Though I managed to look at all the material I was going to need, three days definitely wasn’t enough time to indulge in all the papers had to offer. I could have spent months there! I went planning to focus mainly on the correspondence concerning Bitter Fame and trust me, those letters did not disappoint. I already had an idea in my head of the sort of thing I’d encounter, as I’d read about this correspondence before, but the real experience is almost indescribable. Holding these fragile pieces of paper, some of them nearly 40 years old, typed out imperfectly, covered in annotations to correct mistakes, to add in thoughts missed – and in Olwyn Hughes’s case, to add in some very formidable digs at Anne Stevenson – I realise I am holding a piece of history. I recently reread Janet Malcolm’s The Silent Woman in preparation for my dissertation, in which Malcolm quotes Stevenson’s own experience of archival research at the Lilly Library. Reading Plath’s letters, Stevenson writes ‘these letters, these breathing pieces of paper, brought her to life for me’, and this is how I felt in the Special Collections reading room at Cambridge. I know that letters, in some cases, can be the ultimate performance art. They can spread gossip, form agendas, and tell lies (the letters I looked at in Cambridge are prime examples of this), but letters also bring the writer to life in the most remarkable way, in ways that I think other forms of writing often fail to capture. When I read Olwyn and Anne’s letters, I could hear their voices in my head, as I felt the paper breathing in my hands.

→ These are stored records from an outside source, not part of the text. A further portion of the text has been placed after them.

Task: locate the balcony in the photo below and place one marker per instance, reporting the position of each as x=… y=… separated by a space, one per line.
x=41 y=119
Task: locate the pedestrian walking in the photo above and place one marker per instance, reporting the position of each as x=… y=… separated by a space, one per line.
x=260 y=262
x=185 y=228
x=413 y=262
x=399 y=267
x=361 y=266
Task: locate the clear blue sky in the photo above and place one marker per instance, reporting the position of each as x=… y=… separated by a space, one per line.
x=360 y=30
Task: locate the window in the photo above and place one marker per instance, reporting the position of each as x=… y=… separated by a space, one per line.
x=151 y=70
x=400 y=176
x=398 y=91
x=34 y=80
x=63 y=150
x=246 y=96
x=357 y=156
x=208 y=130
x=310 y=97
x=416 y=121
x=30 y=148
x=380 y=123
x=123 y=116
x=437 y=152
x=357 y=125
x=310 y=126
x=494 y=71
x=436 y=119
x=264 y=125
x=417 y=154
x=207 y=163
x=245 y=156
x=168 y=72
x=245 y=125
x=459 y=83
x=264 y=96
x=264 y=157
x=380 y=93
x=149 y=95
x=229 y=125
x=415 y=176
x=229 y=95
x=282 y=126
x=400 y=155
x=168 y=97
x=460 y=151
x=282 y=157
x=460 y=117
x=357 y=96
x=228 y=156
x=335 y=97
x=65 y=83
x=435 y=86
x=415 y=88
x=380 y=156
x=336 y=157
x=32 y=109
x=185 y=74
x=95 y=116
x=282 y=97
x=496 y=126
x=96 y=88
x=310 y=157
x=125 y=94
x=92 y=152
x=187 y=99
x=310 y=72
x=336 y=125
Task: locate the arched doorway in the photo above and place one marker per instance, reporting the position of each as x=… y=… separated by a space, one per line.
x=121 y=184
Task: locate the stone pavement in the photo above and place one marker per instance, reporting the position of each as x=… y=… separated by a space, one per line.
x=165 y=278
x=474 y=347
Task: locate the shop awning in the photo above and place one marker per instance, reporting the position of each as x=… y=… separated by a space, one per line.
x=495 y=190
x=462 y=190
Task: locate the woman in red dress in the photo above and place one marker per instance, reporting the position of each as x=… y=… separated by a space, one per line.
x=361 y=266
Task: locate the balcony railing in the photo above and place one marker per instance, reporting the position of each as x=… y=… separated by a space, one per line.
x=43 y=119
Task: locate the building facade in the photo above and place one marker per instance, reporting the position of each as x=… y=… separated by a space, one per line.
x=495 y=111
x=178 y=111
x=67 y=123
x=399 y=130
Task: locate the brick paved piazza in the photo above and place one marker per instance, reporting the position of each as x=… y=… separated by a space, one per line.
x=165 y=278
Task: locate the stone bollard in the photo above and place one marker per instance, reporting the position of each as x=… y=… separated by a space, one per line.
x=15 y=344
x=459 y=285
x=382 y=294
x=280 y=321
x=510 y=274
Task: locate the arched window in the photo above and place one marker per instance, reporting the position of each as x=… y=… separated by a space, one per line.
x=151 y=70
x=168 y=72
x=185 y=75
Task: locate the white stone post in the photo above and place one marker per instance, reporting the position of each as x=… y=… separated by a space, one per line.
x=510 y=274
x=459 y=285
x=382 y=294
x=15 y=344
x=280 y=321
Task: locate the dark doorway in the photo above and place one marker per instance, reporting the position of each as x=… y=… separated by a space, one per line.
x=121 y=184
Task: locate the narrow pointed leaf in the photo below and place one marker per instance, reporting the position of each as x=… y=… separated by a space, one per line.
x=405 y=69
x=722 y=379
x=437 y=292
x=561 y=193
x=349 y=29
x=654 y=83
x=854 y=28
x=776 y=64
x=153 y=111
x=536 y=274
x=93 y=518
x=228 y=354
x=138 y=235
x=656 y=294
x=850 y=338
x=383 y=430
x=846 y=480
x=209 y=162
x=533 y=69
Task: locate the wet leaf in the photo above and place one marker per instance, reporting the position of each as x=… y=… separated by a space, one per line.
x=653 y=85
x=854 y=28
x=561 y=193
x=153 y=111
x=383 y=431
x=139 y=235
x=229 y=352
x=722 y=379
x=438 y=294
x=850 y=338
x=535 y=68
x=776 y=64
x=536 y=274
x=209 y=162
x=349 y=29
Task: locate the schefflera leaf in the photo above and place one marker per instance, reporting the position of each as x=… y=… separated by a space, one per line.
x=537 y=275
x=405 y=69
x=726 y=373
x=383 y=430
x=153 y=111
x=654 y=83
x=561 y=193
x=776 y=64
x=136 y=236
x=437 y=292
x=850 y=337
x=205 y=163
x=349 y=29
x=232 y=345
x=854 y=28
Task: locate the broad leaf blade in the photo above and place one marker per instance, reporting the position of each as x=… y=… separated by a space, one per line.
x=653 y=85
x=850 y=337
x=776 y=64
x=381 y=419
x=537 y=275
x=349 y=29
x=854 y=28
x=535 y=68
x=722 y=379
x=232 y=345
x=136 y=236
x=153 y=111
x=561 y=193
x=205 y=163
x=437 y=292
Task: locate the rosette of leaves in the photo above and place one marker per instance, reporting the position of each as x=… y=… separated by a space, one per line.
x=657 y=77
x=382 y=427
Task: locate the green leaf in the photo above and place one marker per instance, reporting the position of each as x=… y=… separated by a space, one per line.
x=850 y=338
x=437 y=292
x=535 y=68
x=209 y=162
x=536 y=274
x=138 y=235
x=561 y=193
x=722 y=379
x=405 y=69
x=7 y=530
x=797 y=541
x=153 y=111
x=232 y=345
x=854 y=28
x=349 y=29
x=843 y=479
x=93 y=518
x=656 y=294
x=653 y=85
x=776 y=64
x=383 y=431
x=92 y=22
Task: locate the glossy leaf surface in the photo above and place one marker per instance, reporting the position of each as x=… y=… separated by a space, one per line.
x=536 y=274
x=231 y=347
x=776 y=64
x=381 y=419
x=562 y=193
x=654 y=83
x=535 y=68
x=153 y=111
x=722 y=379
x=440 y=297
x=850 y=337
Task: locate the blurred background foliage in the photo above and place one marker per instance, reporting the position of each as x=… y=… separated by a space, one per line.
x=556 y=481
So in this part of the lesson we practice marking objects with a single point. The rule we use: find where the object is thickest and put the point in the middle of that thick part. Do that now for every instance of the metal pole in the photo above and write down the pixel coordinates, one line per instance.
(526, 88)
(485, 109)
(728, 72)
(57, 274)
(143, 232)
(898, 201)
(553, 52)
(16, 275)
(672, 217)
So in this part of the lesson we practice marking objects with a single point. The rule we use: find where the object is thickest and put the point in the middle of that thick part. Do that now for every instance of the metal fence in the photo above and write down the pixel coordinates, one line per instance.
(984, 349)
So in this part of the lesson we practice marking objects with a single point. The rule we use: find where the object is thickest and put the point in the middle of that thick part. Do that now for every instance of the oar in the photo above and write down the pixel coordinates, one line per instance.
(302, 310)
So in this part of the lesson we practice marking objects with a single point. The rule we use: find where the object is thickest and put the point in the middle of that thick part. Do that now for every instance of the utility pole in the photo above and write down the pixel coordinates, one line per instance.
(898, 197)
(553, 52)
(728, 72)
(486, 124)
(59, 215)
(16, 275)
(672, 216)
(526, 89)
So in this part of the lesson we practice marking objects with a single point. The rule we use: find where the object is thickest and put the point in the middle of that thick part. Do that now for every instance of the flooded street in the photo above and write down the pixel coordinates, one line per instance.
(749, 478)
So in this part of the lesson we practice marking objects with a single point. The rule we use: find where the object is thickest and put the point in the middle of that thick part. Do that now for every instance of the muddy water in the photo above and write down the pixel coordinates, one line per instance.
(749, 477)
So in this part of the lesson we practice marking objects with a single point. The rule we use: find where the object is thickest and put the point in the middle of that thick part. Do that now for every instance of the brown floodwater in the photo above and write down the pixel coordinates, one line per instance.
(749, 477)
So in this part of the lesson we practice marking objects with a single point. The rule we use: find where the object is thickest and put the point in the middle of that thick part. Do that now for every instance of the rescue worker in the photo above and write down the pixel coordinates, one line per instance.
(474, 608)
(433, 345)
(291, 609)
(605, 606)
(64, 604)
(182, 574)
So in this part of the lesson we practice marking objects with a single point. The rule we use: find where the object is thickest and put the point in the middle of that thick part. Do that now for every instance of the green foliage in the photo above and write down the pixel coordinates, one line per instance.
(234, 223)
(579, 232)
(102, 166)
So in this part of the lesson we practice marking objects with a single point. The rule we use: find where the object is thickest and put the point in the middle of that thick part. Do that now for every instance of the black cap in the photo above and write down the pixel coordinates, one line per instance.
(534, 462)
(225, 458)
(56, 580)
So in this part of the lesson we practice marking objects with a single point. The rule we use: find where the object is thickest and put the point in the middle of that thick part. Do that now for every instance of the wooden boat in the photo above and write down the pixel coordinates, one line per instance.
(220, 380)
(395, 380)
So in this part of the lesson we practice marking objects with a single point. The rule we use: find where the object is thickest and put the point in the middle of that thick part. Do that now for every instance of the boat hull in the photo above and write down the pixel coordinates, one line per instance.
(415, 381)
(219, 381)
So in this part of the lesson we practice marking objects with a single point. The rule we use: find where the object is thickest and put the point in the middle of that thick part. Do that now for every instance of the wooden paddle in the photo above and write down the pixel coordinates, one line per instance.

On my way back to the train station after my final library visit, I thought I’d try my luck at finding the house Plath lived in on Barton Road, as I’d failed to find it on my initial visit to Newnham on the first day. I was determined not to go home without seeing it. Again, using Google maps to guide me down Barton Road, I almost completely missed it. There was a turn into a field, and I thought, surely it’s not down there, but it was, all hidden and tucked away. I couldn’t believe I’d almost missed it! It was clear that it was still being used for accommodation, so I took care to be discreet with my photo taking, trying not to attract any attention, and I snapped a rather obscure shot of the roof. If anyone else was to look, they’d probably think it was just any old roof, but I knew that wasn’t the case. And as I made my way to the station, I felt very smug about the little journey I’d just taken.